Commercial Vehicles

The commercial collection comprises of a number of motor vehicles specifically designed or adapted for use in a commercial capacity.


Objects in this collection have been donated to the Museum by various companies, individuals and government departments. The collection comprises of various makes of trucks, buses and emergency service vehicles. These vehicles were built to convey goods or people for either commercial gain, economic stimulation or as a public service.  The vehicles demonstrate the development of general transportation, such as trucks, as well as highly specialised forms of transportation, such as fire engines. Some include gorgeous decoration or signage specific to the type of transport conducted.
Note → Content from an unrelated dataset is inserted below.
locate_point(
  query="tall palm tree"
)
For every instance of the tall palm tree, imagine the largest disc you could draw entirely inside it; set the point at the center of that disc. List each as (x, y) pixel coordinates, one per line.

This Morris Series LC3U Commercial truck was used by the South Australian Gas Company to clean and empty water laden gas pipes in the mid-twentieth century.
The 1936 LE30 Dodge was imported to Australia from the Dodge Brothers’ factory in Detroit, Michigan as a rolling chassis and the cab work was completed later by TJ Richards in Keswick, South Australia. It was used as a hawker van from 1936 to 1966. The shelved interior of the van is an example of how hawkers filled even the smallest of spaces with goods to sell.
This 1935 Chevrolet Delivery Van was found in a paddock in Victoria and was rebuilt over an eleven year period by a retired signwriter. He restored the paintwork to its original design by hand.
The 1909 Merryweather Fire Engine was the first motorised fire engine in South Australia and is one of the oldest surviving examples in the world. It was operated by the South Australian Metropolitian Fire Brigade. Formed in 1882 this brigade was one of the first in the world to be government funded.